In order to prevent early hypocalcemia in premature infants and to study its mechanisms, oral Ca supplementation (80mg/kg/24 h for 5 days) was given in 20 randomly selected infants and the evolution of serum Ca, magnesium (Mg), immunoreactive gastrin (iG) and calcitonin (iCT) concentrations were compared to the concentrations found in a control group of 20 infants matched for gestational age, Apgar score and birthweight. Prior to Ca supplementation (2-8 hours of age) serum Ca, Mg, iG and iCT levels were not different in the 2 groups. At 9 to 32 hours of age, serum Ca was higher in the supplemented group (mean ± SEM : 9 ± 0.1 mg/d1 vs 7.9 ± 0.2 in controls p < 0.05). Serum iCT levels were significantly lower in the supplemented group (p < 0.05). Serum Mg and iGT levels were similar in both groups. A negative correlation between serum Ca and serum iCT level was found in the control group (p < 0.01) but not in the Ca supplemented group.

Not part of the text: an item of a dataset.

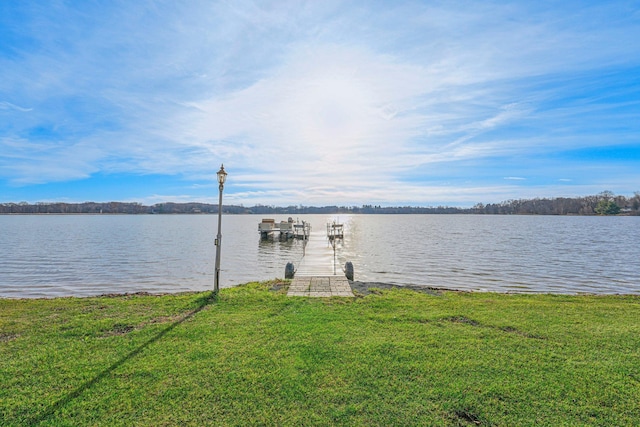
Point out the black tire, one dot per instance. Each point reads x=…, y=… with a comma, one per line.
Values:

The incidence of hypocalcemia (<7.0 mg/d1) was 0 in the supplemented group and 4 in the controls. There was no clinical side effect of Ca supplementation. These data add further support for a role of calcitonin in the pathogenesis. of early neonatal hypocalcemia. They indicate that oral Ca can prevent the occurence of early neonatal hypocalcemia. They also suggest that this effect could be obtained by influence of oral Ca on serum iCT levels.